Zasada jak powyżej. PO pierwsze: odcinać dostęp. Szafki, pudełka, szklane drzwiczki będą cudownym rozwiązaniem problemu do czasu aż kot nie dojdzie do wniosku, że umie je otwierać (patrz hasło "otwierające się drzwi") albo nie dojdzie do wniosku, że może zrzucić wszystko kompleksowo. Badania wykazują, że o ile zrzucanie Małych Leżących to działanie celowe o tyle zrzucanie tych większych to działanie niezależne od woli kota... taki wypadek przy brykaniu.
Po drugie... odciągnięcie uwagi kota. Rzućmy mu coś do zabawy/zjedzenia kiedy będzie próbował po raz setny zrzucić nasz ukochany smartfon. Może zapomni że chciał ;) Może nawet zmieni zainteresowania?
Karanie może przynieść tylko negatywne rezultaty dla naszej relacji, albo sprawić że kot nigdy przenigdy nie zrzuci nic ze stołu.. dopóki wie że na niego patrzymy.

Podsumowując: żyjąc pod jednym dachem z kotem uczymy się sztuki kompromisu.
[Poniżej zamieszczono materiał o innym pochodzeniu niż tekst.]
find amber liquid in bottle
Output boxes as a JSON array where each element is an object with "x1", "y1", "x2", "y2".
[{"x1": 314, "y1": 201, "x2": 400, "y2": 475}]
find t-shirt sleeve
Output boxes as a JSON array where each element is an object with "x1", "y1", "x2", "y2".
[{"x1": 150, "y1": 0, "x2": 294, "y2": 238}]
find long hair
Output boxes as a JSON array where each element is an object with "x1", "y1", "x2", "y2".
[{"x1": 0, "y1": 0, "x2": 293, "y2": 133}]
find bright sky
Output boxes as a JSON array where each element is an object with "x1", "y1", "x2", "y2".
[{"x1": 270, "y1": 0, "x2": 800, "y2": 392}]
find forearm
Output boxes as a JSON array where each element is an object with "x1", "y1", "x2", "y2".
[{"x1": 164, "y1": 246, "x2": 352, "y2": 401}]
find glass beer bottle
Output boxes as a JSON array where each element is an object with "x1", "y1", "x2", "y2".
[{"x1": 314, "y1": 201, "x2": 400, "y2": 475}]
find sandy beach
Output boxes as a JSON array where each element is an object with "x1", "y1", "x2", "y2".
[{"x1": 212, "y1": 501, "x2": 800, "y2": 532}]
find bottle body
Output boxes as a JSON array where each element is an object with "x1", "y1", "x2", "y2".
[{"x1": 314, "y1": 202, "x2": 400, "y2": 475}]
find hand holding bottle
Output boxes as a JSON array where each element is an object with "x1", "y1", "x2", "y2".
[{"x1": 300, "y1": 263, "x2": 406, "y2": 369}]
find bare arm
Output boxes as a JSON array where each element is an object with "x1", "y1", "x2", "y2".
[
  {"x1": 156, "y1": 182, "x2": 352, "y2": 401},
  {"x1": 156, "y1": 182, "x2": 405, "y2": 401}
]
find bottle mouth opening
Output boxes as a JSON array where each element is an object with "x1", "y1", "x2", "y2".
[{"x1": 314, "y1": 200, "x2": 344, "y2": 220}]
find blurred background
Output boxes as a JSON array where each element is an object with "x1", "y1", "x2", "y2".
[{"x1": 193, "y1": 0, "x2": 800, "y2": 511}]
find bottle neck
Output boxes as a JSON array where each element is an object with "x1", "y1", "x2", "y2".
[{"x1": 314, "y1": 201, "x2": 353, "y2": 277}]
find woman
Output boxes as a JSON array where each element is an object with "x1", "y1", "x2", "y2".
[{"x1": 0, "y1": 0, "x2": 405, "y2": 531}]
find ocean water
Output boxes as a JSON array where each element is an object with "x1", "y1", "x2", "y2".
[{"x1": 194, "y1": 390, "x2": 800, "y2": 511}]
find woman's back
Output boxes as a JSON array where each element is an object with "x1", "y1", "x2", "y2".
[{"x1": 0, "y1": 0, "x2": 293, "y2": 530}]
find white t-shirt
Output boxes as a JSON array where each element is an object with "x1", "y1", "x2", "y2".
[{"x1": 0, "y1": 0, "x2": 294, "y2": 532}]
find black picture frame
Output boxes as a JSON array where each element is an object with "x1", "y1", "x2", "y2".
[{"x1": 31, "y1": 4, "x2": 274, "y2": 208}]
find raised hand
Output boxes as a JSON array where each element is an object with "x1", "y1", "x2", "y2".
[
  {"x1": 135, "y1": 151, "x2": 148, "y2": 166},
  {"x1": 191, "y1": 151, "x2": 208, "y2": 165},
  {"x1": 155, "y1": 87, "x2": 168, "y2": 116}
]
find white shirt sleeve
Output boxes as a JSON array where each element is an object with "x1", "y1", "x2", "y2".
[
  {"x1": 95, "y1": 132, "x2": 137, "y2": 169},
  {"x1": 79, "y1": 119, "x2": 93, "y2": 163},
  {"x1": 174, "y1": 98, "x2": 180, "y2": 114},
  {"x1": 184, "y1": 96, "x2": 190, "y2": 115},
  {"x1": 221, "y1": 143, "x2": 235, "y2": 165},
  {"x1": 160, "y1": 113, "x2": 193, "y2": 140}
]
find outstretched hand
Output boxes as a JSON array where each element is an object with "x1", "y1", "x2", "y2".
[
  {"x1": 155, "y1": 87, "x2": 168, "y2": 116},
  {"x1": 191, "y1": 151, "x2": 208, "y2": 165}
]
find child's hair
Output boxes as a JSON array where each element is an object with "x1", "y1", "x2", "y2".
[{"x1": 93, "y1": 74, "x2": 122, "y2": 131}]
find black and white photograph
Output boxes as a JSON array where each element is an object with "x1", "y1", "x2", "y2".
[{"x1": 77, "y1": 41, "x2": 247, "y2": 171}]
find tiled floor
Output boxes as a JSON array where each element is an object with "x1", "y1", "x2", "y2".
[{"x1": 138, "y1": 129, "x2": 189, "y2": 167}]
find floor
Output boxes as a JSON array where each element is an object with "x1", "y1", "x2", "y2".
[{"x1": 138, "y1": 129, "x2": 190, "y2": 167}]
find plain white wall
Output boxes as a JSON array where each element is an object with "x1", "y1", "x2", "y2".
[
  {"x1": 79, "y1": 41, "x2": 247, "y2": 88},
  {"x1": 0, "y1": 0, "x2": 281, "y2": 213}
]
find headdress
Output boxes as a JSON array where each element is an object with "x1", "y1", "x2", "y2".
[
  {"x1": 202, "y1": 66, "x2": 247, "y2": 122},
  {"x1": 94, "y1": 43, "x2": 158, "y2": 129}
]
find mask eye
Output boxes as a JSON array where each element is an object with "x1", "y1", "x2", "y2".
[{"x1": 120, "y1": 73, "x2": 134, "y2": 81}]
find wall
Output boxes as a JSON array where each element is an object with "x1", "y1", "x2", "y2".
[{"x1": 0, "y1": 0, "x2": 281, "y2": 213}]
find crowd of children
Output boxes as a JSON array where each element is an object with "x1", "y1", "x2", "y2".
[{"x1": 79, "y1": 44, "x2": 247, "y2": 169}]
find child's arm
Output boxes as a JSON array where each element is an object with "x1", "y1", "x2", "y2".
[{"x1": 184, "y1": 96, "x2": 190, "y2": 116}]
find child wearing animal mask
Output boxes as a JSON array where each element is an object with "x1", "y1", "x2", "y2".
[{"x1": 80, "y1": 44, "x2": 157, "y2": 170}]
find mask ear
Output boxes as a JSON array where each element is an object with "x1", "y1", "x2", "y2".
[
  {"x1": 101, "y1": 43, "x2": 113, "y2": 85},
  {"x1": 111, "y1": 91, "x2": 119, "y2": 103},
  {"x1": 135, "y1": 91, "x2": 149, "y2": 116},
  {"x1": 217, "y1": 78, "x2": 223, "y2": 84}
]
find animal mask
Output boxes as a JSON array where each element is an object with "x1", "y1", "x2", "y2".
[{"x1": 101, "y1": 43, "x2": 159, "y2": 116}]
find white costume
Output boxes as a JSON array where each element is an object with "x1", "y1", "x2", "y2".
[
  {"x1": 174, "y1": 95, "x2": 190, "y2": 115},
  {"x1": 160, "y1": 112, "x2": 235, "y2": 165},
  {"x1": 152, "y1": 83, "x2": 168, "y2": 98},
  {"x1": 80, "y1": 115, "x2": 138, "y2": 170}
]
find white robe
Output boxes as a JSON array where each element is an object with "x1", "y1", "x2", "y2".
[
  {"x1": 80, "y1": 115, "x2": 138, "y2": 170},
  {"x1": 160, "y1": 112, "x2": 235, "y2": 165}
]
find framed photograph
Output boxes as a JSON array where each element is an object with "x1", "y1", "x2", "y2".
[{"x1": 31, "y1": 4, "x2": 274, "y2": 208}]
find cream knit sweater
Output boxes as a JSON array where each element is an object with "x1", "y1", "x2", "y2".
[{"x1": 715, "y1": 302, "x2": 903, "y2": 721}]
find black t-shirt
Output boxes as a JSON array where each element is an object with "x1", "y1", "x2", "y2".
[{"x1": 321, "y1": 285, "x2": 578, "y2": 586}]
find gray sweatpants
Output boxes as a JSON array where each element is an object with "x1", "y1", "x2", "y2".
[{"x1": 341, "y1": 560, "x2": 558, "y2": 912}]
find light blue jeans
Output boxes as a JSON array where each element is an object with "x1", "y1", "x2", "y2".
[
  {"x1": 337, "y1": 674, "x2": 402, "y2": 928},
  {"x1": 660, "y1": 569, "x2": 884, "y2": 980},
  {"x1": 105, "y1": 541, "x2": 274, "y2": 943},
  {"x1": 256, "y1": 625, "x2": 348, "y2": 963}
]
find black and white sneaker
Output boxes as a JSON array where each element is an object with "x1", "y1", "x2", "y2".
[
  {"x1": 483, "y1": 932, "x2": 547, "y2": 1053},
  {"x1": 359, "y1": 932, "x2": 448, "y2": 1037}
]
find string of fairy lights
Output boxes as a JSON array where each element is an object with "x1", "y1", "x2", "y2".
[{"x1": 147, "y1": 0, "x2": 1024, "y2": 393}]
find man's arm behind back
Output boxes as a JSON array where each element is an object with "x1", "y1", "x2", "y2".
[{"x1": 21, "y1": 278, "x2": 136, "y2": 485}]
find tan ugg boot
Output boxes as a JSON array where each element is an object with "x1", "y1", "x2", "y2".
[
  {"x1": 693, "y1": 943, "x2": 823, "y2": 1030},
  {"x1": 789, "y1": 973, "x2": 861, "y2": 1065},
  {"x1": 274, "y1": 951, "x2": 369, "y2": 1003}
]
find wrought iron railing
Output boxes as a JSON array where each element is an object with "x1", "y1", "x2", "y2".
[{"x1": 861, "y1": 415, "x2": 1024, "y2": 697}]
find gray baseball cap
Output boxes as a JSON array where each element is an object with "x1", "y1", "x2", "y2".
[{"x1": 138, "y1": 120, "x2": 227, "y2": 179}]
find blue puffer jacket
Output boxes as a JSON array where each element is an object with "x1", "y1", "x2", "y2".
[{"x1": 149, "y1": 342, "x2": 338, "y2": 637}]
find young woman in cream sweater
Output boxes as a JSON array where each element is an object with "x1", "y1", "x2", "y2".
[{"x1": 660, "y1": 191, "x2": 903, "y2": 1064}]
Z reguły ten kompromis oznacza, że uznajemy za własne pomysły naszego kota.
Na nic zdadzą się krzyki, rozmyślne kary - wyjdziemy w kocich oczach na niestabilnych psychicznie wariatów którym w najlepszym wypadku najlepiej zejść na jakiś czas z oczu aż im przejdzie, w najgorszym za wszelką cenę unikać kontaktu a próbę karać gryzieniem i wściekłym drapaniem.

 Powyższy pseudoporadnik ma zastosowanie pomocnicze, opisane w nim zachowania kotów mogą i odbiegają od powszechnie uznawanych kocich standardów... o ile w ogóle coś takiego jak standardy istnieje w przypadku kotów. Spostrzeżenia autora zastosuj w domu na swoim kocie tylko na włąsną odpowiedzialność.

2 komentarze:

  1. Najwyraźniej blog ma już swoich czytelników :)

    Pozdrawiamy, nowa rodzina Arweny i Albercika.

    OdpowiedzUsuń
  2. Przeceniasz siostrę, czytam ale żeby 200 razy to przesada ;)
    Pozdrowienia dla diabełków od kociej królewny, która dzisiaj postanowiła zdobyć K2 czyli ostatnią półkę na regale.